Maria Tucci, John Procaccino. Photo: Joan Marcus.

            For a taste of Ms. Churchill’s approach, here’s the complete scene, titled “Sleep,” that ends section 1. We see a man and woman in bed (although there are no stage directions to indicate this).

             I can’t sleep

            Hot milk.

            I hate it now.


            I don’t have one I like.

            Just lie there and breathe.

            My head’s too full of stuff. Are you asleep?

            No no, what, it’s fine. You can’t sleep?

            I think I’ll get up and go on Facebook. 

            The action all takes place within Miriam Buether’s design of a white box built in slightly forced perspective. The walls and ceiling are covered with graph-paper like lines, and the downstage perimeter of the walls is ringed with tiny lights that come on when the stage proper goes black as scenes are changed. After a few seconds of atmospheric sound, which I assume is meant to somehow convey the essence of the scene to follow, we’re in a fresh environment, made apparent by the presence of some easily identifiable physical object, like a pup tent or beach chairs. In the above quoted scene, the man and woman are in a bed shown standing straight up, as if being viewed from the ceiling. A similar bird’s eye effect shows two boys lying on a slab of grass, one of them upside down, with a baseball bat fixed to the ground near the top. So many scenes transpire like this that one wonders how the shifts are enacted (or where the actors entered from), since the walls of the box, which must be little more than cloth sheets, never seem to be stirring after having just been moved.

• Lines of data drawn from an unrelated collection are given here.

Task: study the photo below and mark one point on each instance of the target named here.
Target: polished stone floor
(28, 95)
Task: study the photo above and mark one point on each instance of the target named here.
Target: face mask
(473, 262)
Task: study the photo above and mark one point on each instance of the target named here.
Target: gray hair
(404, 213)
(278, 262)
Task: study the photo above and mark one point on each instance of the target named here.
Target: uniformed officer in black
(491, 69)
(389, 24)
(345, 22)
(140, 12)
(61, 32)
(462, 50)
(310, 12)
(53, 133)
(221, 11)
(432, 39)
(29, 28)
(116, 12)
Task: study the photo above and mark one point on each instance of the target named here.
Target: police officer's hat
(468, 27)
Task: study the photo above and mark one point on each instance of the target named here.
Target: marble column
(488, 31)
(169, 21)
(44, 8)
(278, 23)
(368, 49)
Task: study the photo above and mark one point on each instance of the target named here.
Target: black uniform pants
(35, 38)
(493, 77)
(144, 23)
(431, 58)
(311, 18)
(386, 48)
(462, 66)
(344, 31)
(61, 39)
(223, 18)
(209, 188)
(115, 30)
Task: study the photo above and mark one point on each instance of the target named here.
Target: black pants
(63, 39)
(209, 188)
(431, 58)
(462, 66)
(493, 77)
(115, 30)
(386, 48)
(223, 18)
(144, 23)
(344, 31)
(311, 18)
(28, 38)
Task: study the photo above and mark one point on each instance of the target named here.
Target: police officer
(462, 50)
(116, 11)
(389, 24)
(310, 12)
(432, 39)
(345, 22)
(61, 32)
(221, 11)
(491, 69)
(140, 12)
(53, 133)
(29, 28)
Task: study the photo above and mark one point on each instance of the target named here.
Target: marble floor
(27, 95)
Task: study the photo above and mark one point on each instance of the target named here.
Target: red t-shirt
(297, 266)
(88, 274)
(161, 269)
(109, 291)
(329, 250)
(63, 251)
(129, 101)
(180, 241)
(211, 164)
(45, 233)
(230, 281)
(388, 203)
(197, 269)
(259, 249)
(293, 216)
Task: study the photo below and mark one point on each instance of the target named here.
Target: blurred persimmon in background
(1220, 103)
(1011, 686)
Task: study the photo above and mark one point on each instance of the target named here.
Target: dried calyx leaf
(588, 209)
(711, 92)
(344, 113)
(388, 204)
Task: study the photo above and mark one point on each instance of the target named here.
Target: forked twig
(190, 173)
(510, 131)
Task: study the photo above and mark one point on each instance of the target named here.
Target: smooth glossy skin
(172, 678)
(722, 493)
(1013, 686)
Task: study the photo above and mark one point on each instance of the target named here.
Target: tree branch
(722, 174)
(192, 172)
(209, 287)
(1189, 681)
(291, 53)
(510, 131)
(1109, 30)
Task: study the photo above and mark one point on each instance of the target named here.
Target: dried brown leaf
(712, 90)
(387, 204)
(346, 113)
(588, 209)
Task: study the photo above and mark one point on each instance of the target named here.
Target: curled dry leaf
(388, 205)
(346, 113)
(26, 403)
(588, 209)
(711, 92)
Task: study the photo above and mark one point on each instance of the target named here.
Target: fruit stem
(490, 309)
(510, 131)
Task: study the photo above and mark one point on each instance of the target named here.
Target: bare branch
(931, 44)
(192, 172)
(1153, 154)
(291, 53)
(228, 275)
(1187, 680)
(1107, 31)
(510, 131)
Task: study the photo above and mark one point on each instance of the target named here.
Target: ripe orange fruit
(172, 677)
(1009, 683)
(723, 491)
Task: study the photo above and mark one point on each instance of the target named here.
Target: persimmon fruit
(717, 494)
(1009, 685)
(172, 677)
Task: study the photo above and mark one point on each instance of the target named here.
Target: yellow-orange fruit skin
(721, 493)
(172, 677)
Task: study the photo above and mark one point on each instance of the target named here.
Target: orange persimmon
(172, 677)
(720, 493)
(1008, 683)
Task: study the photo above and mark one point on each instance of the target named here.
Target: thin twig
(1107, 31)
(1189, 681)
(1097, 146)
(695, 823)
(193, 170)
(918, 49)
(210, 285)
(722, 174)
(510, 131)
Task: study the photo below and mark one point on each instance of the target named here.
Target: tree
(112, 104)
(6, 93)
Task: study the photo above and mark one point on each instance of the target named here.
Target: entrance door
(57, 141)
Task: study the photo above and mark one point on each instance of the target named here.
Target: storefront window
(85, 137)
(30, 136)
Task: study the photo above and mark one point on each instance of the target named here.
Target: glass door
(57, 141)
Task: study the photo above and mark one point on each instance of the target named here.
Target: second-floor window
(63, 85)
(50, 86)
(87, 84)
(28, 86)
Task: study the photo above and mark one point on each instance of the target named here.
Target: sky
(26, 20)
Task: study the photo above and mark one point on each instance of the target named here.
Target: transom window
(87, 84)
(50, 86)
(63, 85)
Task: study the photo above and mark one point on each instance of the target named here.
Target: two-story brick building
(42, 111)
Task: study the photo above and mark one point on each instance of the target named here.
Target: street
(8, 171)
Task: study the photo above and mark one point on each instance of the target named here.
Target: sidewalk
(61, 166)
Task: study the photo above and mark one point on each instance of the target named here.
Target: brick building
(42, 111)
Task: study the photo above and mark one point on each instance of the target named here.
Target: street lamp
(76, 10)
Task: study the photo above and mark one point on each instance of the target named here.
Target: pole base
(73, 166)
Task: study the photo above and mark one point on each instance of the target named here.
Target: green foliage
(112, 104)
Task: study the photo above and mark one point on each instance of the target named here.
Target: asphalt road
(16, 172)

James Waterston, Kellie Overbey. Photo: Joan Marcus.

            Just as the choice of props instantly conveys locale, so do the countless costumes—excellently designed by Gabriel Berry and Andrea Hood—tell us immediately who the characters are, even when a scene is no longer than six or seven lines long. Peter Mumford’s lighting, which creates especially interesting effects between the scenes, is yet another technically proficient aspect of the production.

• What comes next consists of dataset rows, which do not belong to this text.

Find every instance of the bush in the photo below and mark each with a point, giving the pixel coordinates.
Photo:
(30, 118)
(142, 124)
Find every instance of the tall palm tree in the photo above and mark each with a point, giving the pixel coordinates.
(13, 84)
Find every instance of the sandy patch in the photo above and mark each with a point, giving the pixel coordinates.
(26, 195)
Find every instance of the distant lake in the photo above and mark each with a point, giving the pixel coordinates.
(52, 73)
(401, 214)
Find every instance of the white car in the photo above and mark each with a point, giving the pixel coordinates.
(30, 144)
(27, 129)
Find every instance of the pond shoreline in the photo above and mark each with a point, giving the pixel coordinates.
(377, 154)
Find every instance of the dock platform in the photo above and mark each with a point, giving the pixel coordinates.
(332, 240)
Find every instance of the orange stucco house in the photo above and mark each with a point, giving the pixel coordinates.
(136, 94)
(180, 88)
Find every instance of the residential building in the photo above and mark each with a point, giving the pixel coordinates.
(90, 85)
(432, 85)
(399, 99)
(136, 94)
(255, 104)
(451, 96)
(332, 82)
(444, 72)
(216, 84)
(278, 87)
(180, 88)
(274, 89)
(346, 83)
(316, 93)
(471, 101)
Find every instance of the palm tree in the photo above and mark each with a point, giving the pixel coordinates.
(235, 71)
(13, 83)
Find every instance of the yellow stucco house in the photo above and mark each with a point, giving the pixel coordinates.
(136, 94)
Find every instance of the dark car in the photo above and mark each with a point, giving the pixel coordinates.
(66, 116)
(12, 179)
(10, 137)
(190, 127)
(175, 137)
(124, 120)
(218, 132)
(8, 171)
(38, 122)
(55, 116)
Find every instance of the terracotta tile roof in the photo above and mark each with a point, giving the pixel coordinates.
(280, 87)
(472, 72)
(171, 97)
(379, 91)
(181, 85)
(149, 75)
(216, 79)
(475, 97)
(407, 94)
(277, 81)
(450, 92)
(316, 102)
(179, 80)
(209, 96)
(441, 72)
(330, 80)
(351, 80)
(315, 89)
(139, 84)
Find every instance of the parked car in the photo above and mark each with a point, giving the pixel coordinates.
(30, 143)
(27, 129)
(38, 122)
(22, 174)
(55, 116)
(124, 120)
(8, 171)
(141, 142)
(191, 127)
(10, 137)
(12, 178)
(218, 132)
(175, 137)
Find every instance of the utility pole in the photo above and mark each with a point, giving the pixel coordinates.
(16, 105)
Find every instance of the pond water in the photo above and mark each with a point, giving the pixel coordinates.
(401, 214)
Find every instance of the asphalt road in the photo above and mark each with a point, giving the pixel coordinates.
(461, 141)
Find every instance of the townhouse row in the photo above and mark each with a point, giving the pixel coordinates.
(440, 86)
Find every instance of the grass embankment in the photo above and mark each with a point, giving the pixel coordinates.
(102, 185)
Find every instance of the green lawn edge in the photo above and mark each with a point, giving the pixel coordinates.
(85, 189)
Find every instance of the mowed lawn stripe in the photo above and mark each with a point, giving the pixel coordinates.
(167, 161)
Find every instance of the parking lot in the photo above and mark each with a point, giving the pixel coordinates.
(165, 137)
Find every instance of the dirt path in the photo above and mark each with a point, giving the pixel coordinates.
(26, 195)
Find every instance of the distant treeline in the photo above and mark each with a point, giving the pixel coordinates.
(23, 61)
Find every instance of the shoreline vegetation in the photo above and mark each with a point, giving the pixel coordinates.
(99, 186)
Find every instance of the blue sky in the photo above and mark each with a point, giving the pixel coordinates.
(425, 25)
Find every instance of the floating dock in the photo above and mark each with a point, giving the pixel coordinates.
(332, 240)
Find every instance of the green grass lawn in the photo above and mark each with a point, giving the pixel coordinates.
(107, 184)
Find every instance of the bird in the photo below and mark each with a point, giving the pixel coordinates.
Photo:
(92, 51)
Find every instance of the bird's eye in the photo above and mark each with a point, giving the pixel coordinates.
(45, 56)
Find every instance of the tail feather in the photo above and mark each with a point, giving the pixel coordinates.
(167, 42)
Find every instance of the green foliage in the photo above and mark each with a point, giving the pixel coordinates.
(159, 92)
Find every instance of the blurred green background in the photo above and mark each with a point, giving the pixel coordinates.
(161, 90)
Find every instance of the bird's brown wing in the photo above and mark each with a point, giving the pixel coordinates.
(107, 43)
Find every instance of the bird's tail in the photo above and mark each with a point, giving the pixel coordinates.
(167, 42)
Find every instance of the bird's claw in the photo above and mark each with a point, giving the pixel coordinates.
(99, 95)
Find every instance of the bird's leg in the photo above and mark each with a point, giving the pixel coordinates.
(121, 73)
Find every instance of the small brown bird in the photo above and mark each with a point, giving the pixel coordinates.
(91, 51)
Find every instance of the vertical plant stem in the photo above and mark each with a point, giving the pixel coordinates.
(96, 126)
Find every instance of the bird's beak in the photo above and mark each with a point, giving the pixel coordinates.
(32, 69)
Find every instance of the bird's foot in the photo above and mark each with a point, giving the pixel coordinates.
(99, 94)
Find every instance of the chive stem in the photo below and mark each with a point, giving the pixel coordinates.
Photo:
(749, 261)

            The play, begins interestingly enough, as we try to piece the material together, but its endless succession of scenes—with their implications about the sharing of information, our coping with all the information streaming at us, the tenuousness of memory, and the breakdown in human communication—eventually runs out of steam. After one hour, the point seems to have been made. If the idea is to express how we deal with information overload, the play itself cleverly manages to make its point by so stuffing our heads with bits and pieces of information that processing it becomes nearly impossible. Two days after seeing it I had to return to the script to find out what I’d missed. As it moves into its second hour, watching the play increasingly becomes an endurance test, one that I and my theatre companion, at any rate, found nearly unendurable.